Trouble scraping Hiroyuki's Q&A Sticky Thread

bibanon / BASC-Archiver

Python-based Imageboard (4chan) complete thread archiver.

https://pypi.python.org/pypi/BASC-Archiver/

134 stars 18 forks source link

Trouble scraping Hiroyuki's Q&A Sticky Thread #19

Closed antonizoon closed 9 years ago

antonizoon commented 9 years ago

For some reason I am unable to scrape this thread. It seems to be an extremely special case where the thread is closed to general posting, and only the admins themselves can post (such as stickies).

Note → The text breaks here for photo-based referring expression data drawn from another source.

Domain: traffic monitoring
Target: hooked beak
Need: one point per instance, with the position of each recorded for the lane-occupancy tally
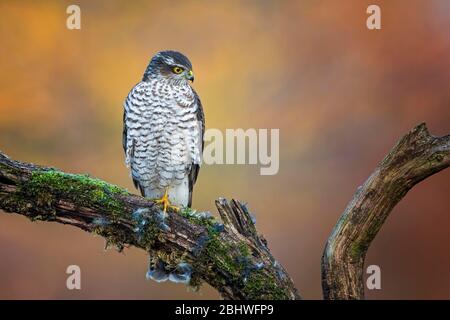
(190, 76)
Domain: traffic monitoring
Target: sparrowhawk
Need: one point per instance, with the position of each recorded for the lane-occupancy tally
(163, 126)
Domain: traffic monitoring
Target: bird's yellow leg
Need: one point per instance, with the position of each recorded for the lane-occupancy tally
(166, 203)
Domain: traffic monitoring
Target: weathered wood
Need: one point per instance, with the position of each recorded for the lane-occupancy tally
(415, 157)
(231, 257)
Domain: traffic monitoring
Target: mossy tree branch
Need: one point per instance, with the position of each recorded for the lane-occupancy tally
(231, 257)
(415, 157)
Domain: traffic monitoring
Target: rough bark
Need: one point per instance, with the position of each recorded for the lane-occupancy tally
(415, 157)
(230, 255)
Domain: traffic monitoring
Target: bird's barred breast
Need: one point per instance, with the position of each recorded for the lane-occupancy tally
(163, 135)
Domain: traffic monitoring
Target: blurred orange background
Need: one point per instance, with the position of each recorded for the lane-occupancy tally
(340, 94)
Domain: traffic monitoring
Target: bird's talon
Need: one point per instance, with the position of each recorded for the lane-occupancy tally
(164, 201)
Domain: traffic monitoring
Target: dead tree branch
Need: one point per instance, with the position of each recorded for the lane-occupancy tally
(414, 158)
(230, 256)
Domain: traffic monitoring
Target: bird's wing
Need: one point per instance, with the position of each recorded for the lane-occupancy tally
(195, 167)
(131, 106)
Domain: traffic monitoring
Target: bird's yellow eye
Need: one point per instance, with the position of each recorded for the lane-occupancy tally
(177, 70)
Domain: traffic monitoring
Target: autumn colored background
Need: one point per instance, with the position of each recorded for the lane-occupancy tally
(340, 94)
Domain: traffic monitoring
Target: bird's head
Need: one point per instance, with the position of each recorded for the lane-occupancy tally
(171, 65)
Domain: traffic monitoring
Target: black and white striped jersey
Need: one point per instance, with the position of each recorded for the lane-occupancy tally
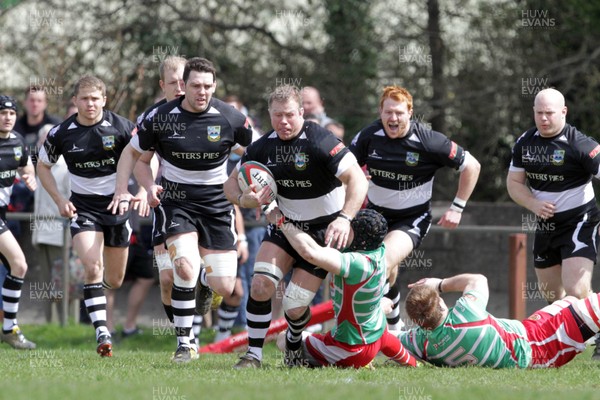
(306, 169)
(194, 147)
(91, 152)
(402, 169)
(558, 169)
(13, 154)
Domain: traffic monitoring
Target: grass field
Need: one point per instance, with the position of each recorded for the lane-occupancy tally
(66, 366)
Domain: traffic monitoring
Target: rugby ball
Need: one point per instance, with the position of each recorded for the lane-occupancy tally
(255, 173)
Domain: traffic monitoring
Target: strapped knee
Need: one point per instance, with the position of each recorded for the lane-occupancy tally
(296, 296)
(180, 248)
(268, 270)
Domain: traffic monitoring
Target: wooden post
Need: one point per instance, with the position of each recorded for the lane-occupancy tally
(517, 275)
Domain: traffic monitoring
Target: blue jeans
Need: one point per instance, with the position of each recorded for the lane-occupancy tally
(254, 236)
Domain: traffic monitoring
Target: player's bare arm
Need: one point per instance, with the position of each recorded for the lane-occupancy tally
(356, 190)
(458, 283)
(65, 207)
(122, 198)
(27, 174)
(323, 257)
(466, 185)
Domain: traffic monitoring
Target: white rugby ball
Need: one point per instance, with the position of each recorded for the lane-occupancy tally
(255, 173)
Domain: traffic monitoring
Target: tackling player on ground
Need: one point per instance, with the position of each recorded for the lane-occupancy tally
(358, 279)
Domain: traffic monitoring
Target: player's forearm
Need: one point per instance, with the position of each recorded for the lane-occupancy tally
(463, 282)
(125, 168)
(356, 191)
(143, 174)
(44, 173)
(325, 258)
(232, 189)
(468, 178)
(520, 193)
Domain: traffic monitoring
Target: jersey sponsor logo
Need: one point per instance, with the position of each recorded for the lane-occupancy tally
(214, 133)
(301, 161)
(18, 152)
(336, 149)
(595, 152)
(375, 155)
(8, 174)
(558, 158)
(108, 142)
(412, 159)
(175, 135)
(453, 151)
(75, 149)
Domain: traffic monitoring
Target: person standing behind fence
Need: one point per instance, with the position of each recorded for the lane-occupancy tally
(14, 159)
(551, 175)
(402, 157)
(47, 232)
(91, 143)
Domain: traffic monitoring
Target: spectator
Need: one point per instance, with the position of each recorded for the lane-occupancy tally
(313, 105)
(47, 235)
(14, 159)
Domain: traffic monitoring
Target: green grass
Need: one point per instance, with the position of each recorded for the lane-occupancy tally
(66, 366)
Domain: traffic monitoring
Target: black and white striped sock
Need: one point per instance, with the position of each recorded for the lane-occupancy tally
(227, 315)
(95, 303)
(293, 337)
(11, 294)
(183, 302)
(258, 316)
(393, 318)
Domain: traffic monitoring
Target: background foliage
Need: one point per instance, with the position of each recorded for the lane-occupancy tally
(473, 66)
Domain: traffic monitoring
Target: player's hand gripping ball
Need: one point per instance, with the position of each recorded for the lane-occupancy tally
(252, 172)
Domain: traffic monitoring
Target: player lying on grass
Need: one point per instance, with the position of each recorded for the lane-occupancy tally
(359, 275)
(467, 334)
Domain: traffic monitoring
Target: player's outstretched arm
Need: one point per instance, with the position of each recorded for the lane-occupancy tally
(458, 283)
(466, 185)
(125, 167)
(323, 257)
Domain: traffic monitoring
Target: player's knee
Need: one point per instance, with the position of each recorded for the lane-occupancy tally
(163, 262)
(265, 280)
(186, 263)
(295, 300)
(221, 268)
(579, 290)
(222, 285)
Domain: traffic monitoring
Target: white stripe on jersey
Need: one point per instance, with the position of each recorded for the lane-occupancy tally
(567, 199)
(345, 163)
(135, 143)
(5, 196)
(215, 176)
(400, 199)
(309, 209)
(102, 186)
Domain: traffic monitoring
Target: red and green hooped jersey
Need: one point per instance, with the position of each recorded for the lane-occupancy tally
(471, 336)
(356, 295)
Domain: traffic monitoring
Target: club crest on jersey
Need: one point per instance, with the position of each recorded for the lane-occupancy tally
(18, 153)
(558, 158)
(108, 142)
(412, 159)
(214, 133)
(301, 161)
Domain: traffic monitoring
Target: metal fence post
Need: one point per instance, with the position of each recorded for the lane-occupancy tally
(517, 275)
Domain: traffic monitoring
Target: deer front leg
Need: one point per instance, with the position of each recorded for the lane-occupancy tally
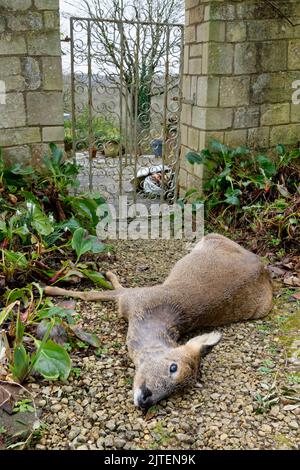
(87, 296)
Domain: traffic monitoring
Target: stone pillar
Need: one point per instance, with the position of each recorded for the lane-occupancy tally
(31, 109)
(241, 59)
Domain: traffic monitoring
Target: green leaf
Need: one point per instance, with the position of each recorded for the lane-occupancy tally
(80, 243)
(20, 367)
(6, 311)
(190, 192)
(281, 150)
(267, 165)
(232, 196)
(193, 157)
(17, 259)
(217, 147)
(97, 245)
(39, 220)
(240, 151)
(53, 362)
(57, 154)
(97, 278)
(89, 338)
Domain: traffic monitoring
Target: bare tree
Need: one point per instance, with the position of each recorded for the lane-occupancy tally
(135, 56)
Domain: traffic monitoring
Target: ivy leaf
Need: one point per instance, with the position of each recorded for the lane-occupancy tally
(89, 338)
(266, 165)
(232, 196)
(20, 366)
(193, 157)
(281, 150)
(97, 278)
(216, 146)
(40, 221)
(80, 243)
(53, 361)
(97, 245)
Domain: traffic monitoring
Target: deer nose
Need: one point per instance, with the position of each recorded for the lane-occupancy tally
(145, 397)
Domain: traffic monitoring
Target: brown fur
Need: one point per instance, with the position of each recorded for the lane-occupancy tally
(217, 283)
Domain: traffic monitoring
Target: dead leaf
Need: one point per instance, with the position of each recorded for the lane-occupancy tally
(292, 281)
(4, 396)
(89, 338)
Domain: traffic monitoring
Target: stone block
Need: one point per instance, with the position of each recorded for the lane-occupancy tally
(219, 59)
(2, 24)
(272, 56)
(184, 134)
(273, 87)
(186, 59)
(261, 30)
(218, 118)
(208, 91)
(203, 32)
(53, 134)
(51, 19)
(245, 59)
(198, 117)
(52, 73)
(196, 14)
(45, 108)
(254, 10)
(196, 50)
(222, 11)
(186, 114)
(47, 4)
(16, 5)
(286, 135)
(193, 138)
(236, 31)
(31, 73)
(12, 113)
(295, 112)
(274, 114)
(206, 137)
(12, 44)
(38, 151)
(246, 117)
(40, 44)
(19, 136)
(10, 73)
(234, 91)
(259, 137)
(236, 138)
(294, 55)
(195, 66)
(192, 3)
(30, 21)
(20, 154)
(190, 34)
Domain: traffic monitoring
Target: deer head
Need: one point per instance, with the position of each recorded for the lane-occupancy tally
(166, 370)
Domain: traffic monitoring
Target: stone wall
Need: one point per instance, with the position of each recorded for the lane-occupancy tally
(241, 59)
(31, 110)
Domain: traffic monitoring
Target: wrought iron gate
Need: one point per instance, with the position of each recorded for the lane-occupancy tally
(126, 101)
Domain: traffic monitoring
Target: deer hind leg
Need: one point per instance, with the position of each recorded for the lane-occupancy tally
(114, 280)
(88, 296)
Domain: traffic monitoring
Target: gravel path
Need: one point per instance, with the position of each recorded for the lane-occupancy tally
(247, 396)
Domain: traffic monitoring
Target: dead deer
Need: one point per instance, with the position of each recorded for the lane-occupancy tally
(217, 283)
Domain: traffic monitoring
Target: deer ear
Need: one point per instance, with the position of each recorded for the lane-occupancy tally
(201, 345)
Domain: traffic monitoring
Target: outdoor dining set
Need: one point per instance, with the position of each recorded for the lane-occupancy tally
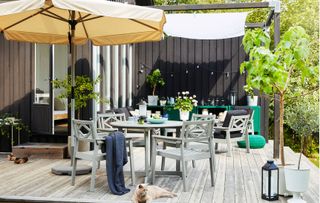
(191, 140)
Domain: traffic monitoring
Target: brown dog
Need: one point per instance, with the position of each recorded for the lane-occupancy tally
(146, 193)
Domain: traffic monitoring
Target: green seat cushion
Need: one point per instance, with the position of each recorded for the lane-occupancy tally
(256, 142)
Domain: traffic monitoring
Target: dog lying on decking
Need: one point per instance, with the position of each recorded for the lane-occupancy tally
(146, 193)
(16, 160)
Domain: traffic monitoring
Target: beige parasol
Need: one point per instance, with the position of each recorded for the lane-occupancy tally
(77, 21)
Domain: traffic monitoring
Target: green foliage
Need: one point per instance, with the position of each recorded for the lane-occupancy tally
(270, 71)
(280, 71)
(303, 13)
(7, 120)
(83, 92)
(184, 102)
(155, 79)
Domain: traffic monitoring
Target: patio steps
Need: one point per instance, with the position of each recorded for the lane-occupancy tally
(41, 150)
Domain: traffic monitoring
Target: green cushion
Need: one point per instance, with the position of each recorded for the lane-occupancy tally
(256, 142)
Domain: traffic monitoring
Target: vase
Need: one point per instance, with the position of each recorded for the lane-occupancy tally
(184, 115)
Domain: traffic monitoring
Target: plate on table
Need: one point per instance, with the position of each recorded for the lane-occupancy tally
(156, 120)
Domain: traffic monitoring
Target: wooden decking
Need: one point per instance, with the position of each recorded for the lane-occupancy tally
(237, 180)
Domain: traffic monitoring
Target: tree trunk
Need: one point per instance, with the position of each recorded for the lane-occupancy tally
(281, 129)
(154, 90)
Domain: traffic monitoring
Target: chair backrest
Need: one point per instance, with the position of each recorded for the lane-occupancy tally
(105, 119)
(246, 108)
(194, 131)
(238, 123)
(84, 130)
(227, 120)
(201, 117)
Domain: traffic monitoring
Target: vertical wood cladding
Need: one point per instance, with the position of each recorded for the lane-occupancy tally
(16, 62)
(206, 68)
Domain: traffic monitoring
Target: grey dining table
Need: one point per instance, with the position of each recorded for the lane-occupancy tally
(148, 129)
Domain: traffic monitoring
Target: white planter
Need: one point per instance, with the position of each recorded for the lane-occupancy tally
(152, 100)
(83, 146)
(297, 182)
(184, 115)
(252, 100)
(163, 102)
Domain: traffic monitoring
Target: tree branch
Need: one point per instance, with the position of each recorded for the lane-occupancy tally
(288, 80)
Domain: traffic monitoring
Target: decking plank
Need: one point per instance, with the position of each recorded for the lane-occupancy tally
(237, 180)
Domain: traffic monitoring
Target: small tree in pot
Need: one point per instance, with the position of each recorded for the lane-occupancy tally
(275, 71)
(302, 116)
(83, 92)
(154, 79)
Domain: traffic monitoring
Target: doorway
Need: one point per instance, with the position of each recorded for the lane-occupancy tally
(49, 110)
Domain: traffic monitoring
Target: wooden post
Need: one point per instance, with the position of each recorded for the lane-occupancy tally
(276, 97)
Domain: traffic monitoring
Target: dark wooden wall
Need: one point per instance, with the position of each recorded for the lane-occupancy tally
(16, 73)
(206, 68)
(17, 84)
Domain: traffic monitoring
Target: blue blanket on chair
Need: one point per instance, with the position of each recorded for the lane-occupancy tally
(117, 157)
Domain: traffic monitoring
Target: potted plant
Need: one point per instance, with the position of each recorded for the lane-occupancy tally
(83, 92)
(252, 100)
(184, 103)
(163, 101)
(302, 117)
(278, 71)
(154, 79)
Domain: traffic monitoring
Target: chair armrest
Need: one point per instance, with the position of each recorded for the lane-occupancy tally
(106, 129)
(221, 128)
(169, 139)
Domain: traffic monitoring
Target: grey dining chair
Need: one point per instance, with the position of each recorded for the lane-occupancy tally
(192, 131)
(103, 123)
(194, 117)
(234, 128)
(86, 131)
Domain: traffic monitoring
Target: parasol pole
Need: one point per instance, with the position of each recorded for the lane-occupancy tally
(81, 169)
(72, 23)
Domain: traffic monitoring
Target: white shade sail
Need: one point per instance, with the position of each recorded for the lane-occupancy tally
(103, 22)
(206, 26)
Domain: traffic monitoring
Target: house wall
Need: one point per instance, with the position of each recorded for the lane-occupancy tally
(17, 86)
(205, 68)
(16, 73)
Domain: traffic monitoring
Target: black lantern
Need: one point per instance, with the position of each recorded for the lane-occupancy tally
(270, 182)
(233, 97)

I think the issue can be solved if we ask the user if they want to scrape a closed/archived thread. Or maybe some other way? Maybe detect if it is a sticky?

http://boards.4chan.org/qa/thread/183913/answers-thread-qa-session-with-hiroyuki-nishimura

DanielOaks commented 9 years ago

It seems to work alright here. Mind installing the latest basc_py4chan/basc_archiver from git, and then trying again?

Is there a specific error you're getting? If updating basc_py4chan/basc_archiver fixes it I'll package them into new pypi releases and push them.

antonizoon commented 9 years ago

Ok, so it actually worked, nothing was wrong. It grabbed the API and HTML, and now that Hiroyuki has learned to post images, some of those as well.

The only issue is that it doesn't track the thread. This is an extremely special case where a closed thread actually does get updated posts.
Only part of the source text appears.